Silvestri started photographing post-Katrina New Orleans in the weeks after the flood, beginning with the remains of her own childhood home. Before long, however, she turned her camera to the people she encountered around the city, people returning to find out what was left of their communities. She photographed individuals of all different ages and in all different settings before zeroing in on the high school.





Some of the subjects display typical adolescent haughtiness, others a familiar vulnerability. Most are pictured wearing their school uniforms. But all of them, seen through Silvestri’s lens, reveal their own personalities and some reflection of their own New Orleans and their experiences in it.

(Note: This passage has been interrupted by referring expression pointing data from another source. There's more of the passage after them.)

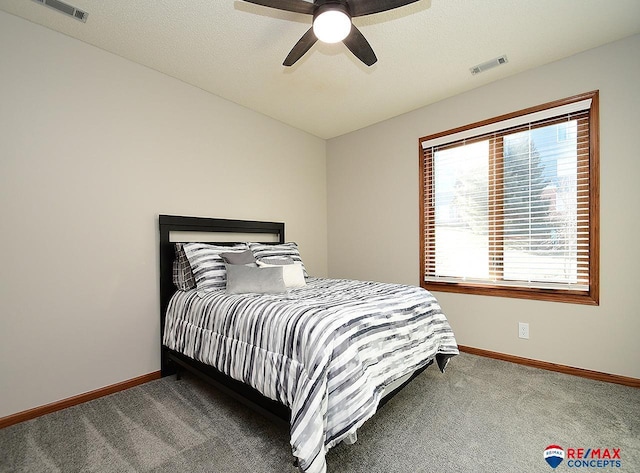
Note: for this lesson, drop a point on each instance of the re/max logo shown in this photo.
(593, 453)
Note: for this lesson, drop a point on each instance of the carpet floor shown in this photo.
(482, 415)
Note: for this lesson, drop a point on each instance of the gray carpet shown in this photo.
(482, 415)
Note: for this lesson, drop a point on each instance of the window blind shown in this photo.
(507, 203)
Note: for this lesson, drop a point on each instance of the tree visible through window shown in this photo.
(509, 206)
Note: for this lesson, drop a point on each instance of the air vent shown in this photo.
(66, 9)
(499, 61)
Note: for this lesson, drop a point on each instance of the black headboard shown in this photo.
(175, 223)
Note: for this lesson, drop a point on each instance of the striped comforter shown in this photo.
(326, 350)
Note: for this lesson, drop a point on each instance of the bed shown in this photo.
(319, 354)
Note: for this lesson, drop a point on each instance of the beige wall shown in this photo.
(372, 177)
(92, 149)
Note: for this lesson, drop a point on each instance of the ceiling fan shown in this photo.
(332, 23)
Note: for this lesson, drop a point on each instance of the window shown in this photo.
(509, 206)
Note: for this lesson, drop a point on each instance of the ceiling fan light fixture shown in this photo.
(331, 24)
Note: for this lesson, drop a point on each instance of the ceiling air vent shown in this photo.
(66, 9)
(499, 61)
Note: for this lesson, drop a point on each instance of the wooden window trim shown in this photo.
(427, 226)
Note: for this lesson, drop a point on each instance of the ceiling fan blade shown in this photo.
(369, 7)
(298, 6)
(302, 46)
(360, 47)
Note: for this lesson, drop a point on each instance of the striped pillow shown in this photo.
(265, 251)
(182, 274)
(207, 265)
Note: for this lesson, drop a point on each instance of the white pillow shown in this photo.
(293, 274)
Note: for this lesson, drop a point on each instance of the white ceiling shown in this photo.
(235, 50)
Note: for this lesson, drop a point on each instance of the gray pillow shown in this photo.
(243, 257)
(243, 279)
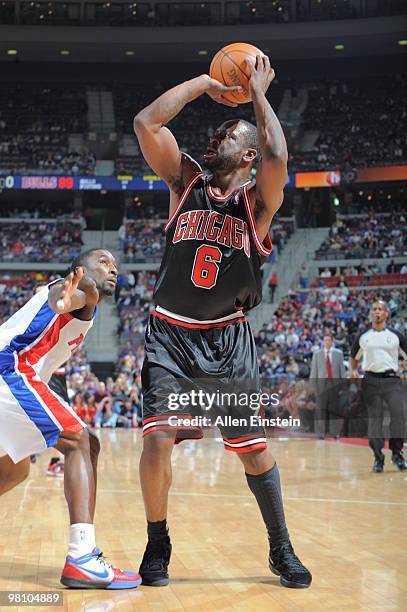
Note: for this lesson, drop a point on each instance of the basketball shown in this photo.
(229, 67)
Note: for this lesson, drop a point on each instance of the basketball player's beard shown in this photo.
(223, 162)
(107, 289)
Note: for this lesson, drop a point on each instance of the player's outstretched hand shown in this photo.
(215, 90)
(261, 73)
(88, 286)
(69, 287)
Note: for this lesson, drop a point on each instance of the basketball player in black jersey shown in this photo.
(216, 238)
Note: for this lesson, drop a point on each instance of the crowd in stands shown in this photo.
(296, 329)
(368, 114)
(359, 123)
(239, 12)
(142, 239)
(361, 236)
(285, 344)
(114, 403)
(15, 291)
(35, 123)
(40, 240)
(42, 210)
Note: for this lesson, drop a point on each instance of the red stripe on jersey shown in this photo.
(183, 198)
(67, 420)
(261, 247)
(246, 449)
(197, 325)
(48, 340)
(243, 438)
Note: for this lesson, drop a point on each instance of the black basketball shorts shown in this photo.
(196, 375)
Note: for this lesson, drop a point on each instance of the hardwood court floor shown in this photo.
(347, 524)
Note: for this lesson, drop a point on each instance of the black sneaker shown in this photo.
(154, 566)
(399, 461)
(284, 563)
(378, 465)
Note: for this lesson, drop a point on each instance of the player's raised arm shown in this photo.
(66, 296)
(272, 174)
(158, 144)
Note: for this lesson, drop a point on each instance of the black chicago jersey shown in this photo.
(211, 264)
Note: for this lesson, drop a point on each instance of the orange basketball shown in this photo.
(229, 67)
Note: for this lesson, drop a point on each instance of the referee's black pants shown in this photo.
(377, 394)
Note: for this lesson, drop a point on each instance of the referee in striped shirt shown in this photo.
(380, 347)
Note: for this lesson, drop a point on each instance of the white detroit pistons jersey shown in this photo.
(36, 336)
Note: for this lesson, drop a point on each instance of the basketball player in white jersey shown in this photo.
(34, 342)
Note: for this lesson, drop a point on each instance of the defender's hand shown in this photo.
(88, 286)
(69, 287)
(261, 73)
(215, 90)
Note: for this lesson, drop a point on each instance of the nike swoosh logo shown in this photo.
(104, 574)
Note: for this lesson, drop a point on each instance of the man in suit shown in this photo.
(327, 368)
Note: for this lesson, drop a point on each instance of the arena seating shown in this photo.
(40, 240)
(35, 123)
(362, 236)
(368, 115)
(384, 280)
(187, 13)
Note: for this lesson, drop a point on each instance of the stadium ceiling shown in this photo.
(359, 37)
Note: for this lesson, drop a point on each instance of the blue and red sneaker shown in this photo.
(91, 571)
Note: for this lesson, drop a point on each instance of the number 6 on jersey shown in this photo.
(205, 269)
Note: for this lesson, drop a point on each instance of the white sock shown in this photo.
(81, 539)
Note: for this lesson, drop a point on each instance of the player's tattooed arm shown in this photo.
(176, 183)
(158, 144)
(272, 175)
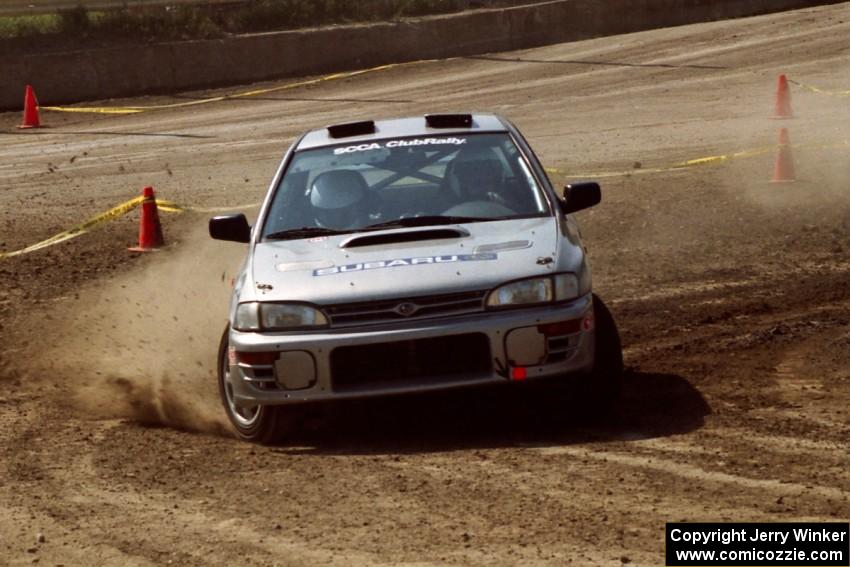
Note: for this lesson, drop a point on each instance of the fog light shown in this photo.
(257, 358)
(561, 328)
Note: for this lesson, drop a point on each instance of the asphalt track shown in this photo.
(732, 295)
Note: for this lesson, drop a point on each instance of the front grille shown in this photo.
(388, 310)
(422, 361)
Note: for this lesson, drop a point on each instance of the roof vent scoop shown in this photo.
(350, 129)
(448, 120)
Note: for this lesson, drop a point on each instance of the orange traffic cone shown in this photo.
(783, 99)
(30, 110)
(783, 170)
(150, 231)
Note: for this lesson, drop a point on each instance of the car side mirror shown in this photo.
(578, 196)
(230, 227)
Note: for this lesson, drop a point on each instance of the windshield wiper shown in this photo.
(430, 220)
(303, 232)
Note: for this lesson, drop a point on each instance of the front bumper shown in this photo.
(307, 368)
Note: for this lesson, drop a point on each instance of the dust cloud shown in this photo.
(143, 346)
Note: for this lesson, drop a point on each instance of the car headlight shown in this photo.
(277, 316)
(549, 289)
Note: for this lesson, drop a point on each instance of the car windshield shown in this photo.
(403, 182)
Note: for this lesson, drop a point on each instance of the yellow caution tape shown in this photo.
(245, 94)
(113, 213)
(819, 90)
(89, 110)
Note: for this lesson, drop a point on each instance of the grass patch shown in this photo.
(22, 26)
(201, 21)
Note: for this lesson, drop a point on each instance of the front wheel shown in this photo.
(258, 424)
(601, 389)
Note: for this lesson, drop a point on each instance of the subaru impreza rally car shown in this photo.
(409, 255)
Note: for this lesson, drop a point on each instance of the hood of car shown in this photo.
(406, 262)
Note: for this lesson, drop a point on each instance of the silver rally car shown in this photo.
(407, 255)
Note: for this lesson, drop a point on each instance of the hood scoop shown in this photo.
(405, 236)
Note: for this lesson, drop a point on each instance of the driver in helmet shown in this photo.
(340, 200)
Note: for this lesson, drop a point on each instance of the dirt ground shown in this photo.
(732, 295)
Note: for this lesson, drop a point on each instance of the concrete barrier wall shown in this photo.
(171, 67)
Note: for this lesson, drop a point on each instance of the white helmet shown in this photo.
(474, 172)
(339, 199)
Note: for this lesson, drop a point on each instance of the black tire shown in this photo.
(599, 391)
(261, 424)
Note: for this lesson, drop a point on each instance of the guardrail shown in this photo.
(35, 7)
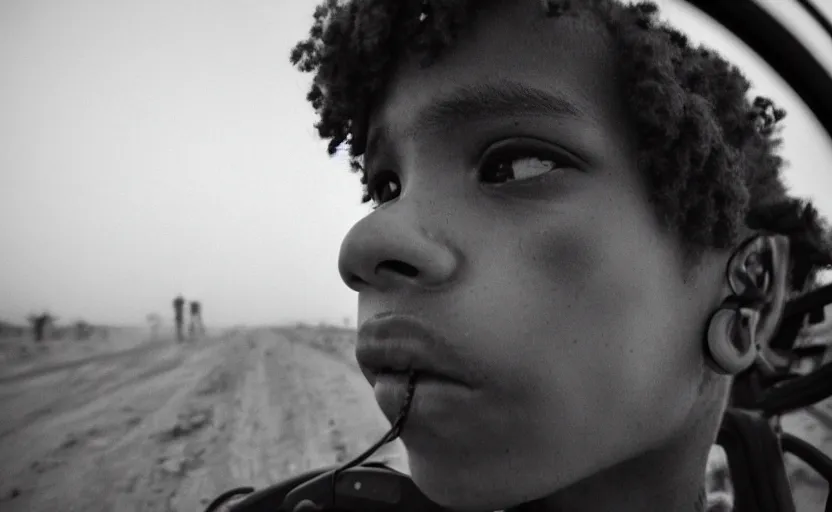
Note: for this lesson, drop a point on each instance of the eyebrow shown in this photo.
(480, 102)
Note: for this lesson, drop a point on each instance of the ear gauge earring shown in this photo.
(730, 341)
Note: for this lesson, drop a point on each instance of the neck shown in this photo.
(667, 479)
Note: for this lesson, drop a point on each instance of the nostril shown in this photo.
(355, 282)
(399, 267)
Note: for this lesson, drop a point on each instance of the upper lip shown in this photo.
(397, 343)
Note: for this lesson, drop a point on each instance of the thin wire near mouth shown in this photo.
(391, 435)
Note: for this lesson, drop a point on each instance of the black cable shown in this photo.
(817, 15)
(226, 496)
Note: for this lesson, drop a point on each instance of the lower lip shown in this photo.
(433, 395)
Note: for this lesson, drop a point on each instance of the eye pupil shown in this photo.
(505, 168)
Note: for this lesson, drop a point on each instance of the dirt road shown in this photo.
(156, 426)
(167, 427)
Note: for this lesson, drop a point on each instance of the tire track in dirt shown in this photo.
(100, 471)
(94, 381)
(250, 409)
(69, 365)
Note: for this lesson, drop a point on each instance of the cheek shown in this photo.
(612, 332)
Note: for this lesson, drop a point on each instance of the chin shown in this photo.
(462, 490)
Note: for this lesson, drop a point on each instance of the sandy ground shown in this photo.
(131, 424)
(166, 427)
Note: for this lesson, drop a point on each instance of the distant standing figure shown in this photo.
(196, 319)
(40, 324)
(179, 314)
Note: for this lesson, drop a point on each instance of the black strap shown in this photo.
(755, 459)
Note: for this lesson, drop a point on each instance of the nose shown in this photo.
(384, 251)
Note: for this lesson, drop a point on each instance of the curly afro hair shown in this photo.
(709, 153)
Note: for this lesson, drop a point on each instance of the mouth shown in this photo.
(391, 347)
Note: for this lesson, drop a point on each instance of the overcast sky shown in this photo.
(161, 147)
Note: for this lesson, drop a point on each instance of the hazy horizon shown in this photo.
(153, 149)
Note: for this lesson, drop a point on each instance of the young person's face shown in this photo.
(555, 293)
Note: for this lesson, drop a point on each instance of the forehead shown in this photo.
(564, 66)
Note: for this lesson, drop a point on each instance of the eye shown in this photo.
(520, 159)
(383, 187)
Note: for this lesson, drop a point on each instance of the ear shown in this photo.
(759, 272)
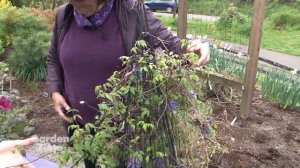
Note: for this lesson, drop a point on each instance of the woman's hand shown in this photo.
(10, 155)
(60, 106)
(201, 49)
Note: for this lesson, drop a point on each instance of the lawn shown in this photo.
(285, 40)
(281, 30)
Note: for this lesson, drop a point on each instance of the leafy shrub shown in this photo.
(1, 47)
(284, 20)
(48, 16)
(233, 20)
(151, 116)
(27, 34)
(28, 60)
(4, 4)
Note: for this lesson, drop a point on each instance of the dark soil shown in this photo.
(270, 137)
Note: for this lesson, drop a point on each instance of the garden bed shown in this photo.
(269, 138)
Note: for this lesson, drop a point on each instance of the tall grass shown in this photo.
(276, 85)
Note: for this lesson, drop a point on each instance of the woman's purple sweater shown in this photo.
(88, 59)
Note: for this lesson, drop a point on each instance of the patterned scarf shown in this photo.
(96, 19)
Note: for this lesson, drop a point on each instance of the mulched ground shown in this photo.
(269, 138)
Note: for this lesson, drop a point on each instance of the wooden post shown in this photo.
(253, 53)
(182, 19)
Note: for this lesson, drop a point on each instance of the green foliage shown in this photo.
(278, 86)
(4, 67)
(281, 87)
(138, 122)
(232, 19)
(284, 20)
(28, 60)
(26, 33)
(231, 65)
(1, 47)
(7, 125)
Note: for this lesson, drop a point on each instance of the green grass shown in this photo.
(286, 40)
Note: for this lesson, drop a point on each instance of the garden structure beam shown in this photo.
(182, 19)
(253, 53)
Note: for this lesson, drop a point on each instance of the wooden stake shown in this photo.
(182, 19)
(253, 53)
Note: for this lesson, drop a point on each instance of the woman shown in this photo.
(88, 38)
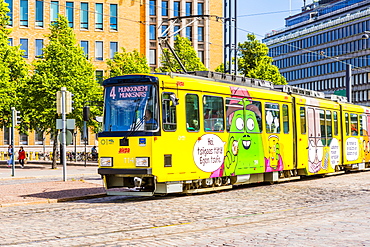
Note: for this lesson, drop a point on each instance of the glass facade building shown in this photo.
(316, 45)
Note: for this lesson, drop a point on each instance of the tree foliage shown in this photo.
(63, 64)
(187, 55)
(13, 70)
(255, 63)
(127, 63)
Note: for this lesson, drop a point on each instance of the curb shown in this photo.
(67, 199)
(47, 176)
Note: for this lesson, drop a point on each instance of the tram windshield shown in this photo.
(131, 108)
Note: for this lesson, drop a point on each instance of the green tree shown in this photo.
(127, 63)
(63, 64)
(255, 63)
(187, 55)
(13, 70)
(220, 68)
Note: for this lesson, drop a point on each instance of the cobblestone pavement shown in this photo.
(331, 211)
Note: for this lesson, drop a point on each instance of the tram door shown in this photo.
(315, 141)
(323, 142)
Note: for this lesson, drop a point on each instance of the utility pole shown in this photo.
(64, 127)
(14, 117)
(349, 82)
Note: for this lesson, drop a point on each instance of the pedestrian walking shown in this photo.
(10, 155)
(21, 156)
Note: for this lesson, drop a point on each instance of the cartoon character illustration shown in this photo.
(244, 149)
(274, 161)
(317, 151)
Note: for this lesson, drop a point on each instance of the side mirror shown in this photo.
(175, 101)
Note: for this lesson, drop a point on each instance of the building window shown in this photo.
(200, 8)
(201, 56)
(152, 32)
(70, 14)
(164, 8)
(39, 18)
(54, 10)
(113, 17)
(164, 28)
(84, 16)
(85, 47)
(188, 9)
(99, 50)
(24, 47)
(99, 16)
(99, 76)
(189, 32)
(200, 34)
(39, 44)
(113, 49)
(152, 7)
(10, 13)
(175, 29)
(152, 57)
(23, 12)
(176, 9)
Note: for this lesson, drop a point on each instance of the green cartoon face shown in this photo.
(245, 151)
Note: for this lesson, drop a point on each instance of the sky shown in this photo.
(252, 16)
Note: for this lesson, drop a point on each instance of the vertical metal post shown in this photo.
(85, 139)
(14, 112)
(349, 82)
(75, 134)
(64, 127)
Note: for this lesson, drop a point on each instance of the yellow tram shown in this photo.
(181, 133)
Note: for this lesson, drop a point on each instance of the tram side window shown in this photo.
(272, 114)
(363, 125)
(322, 126)
(169, 111)
(354, 124)
(335, 116)
(347, 123)
(302, 115)
(234, 116)
(192, 112)
(285, 119)
(213, 112)
(256, 108)
(329, 127)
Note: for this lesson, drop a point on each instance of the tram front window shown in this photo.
(130, 108)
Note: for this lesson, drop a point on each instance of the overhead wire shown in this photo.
(218, 20)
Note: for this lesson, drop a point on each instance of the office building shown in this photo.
(312, 51)
(103, 27)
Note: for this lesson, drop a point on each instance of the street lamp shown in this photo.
(365, 35)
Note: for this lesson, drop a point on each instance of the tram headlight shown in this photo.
(142, 161)
(106, 161)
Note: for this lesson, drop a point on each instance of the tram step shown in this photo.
(208, 189)
(281, 180)
(334, 173)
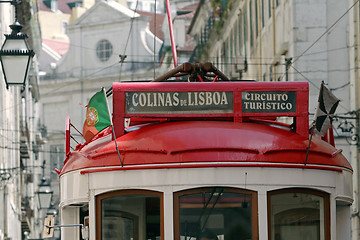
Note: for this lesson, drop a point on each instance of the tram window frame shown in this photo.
(118, 193)
(324, 195)
(254, 204)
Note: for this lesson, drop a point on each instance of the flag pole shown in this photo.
(308, 148)
(112, 127)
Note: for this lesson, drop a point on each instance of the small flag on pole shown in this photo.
(327, 104)
(97, 116)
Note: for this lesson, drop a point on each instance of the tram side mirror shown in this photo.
(49, 226)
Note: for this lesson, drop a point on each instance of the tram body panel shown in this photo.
(252, 178)
(170, 181)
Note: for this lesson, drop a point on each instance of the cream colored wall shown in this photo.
(51, 25)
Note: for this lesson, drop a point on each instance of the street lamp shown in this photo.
(45, 194)
(15, 54)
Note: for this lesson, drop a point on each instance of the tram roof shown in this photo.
(192, 144)
(223, 124)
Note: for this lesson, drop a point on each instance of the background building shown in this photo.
(20, 137)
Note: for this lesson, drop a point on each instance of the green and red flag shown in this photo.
(97, 116)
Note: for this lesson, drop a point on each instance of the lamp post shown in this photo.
(15, 54)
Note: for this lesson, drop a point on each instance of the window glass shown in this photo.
(296, 214)
(104, 50)
(131, 216)
(215, 213)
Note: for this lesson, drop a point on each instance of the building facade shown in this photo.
(20, 137)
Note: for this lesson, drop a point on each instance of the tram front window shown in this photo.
(129, 215)
(298, 214)
(215, 213)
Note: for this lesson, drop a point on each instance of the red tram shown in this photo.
(207, 157)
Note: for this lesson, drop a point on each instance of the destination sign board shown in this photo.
(268, 101)
(184, 102)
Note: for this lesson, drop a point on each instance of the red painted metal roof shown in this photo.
(225, 143)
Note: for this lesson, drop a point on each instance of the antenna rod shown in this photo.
(173, 45)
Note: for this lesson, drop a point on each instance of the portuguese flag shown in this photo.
(97, 116)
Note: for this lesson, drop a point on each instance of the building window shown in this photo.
(218, 211)
(129, 214)
(104, 50)
(298, 214)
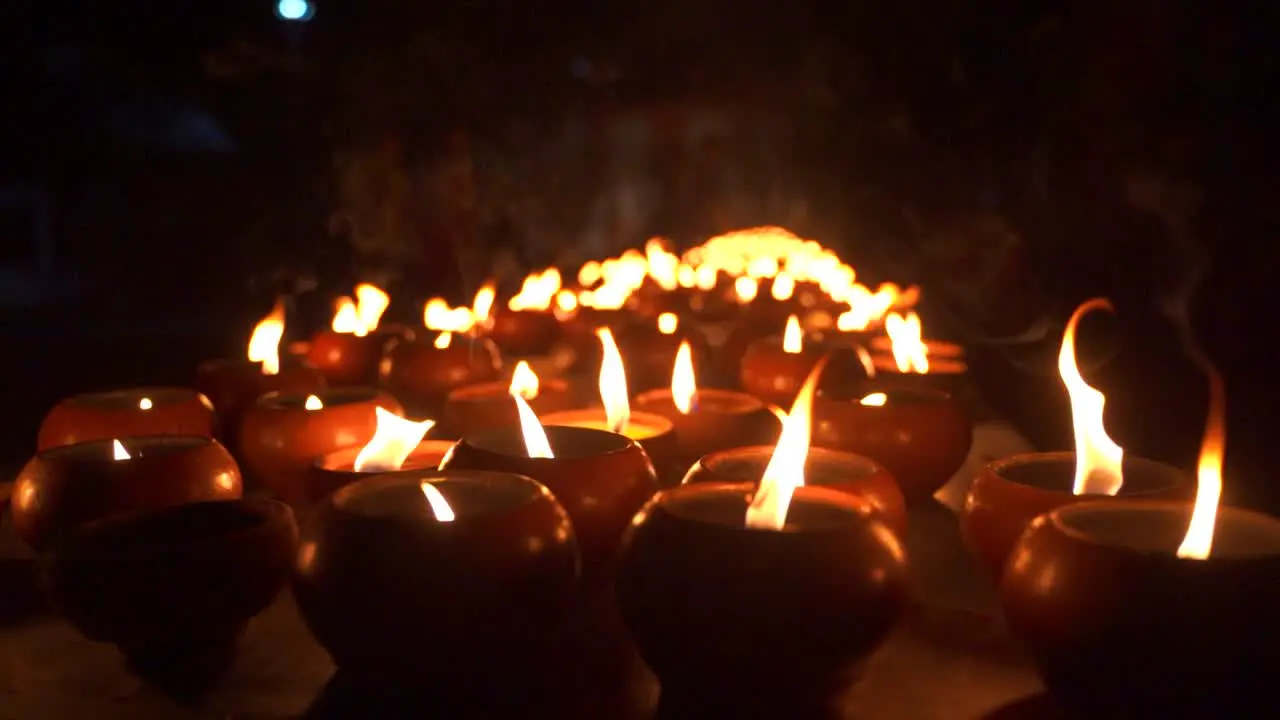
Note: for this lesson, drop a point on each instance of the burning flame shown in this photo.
(524, 381)
(535, 437)
(785, 473)
(910, 352)
(394, 440)
(613, 383)
(684, 387)
(791, 342)
(439, 506)
(1208, 475)
(1097, 456)
(264, 345)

“These are the kids people saw on the news right after Katrina,”

says Silvestri. “I wanted to put faces on them as individuals.”




Lisa Silvestri is a native of New Orleans, and studied fashion and photography in New York in the 1980s.  She later designed her own children’s clothing label, Ida Ltd., which sold worldwide. She created Ida’s advertising images, and the work gave her a great deal of experience photographing children. Since 1997 she has worked exclusively in photography, and her images have run in such publications as Self, Martha Stewart Living and Money.

 

Lisa Silvestri – Fine Art Photography

THE NEW ORLEANS PORTRAIT PROJECT

Friday  April 3, 2009  Opening Party  –  6 to 10 PM

wine reception – free  event

This show, first presented at The Ogden Museum of Southern Art is a collection of 60 portraits of New Orleans teenagers that Silvestri completed at John McDonogh High School in the Esplanade Ridge neighborhood. Made using a large-format view camera and a 19th-century finishing process, the black-and-white portraits are stark but carry a natural elegance. There are none of the usual Katrina cues of damaged homes or broken urban landscapes to frame the portraits’ context. Rather, the viewer is left face-to-face with these young New Orleanians, left to decipher and wonder at what they might have seen and what they might hope for today.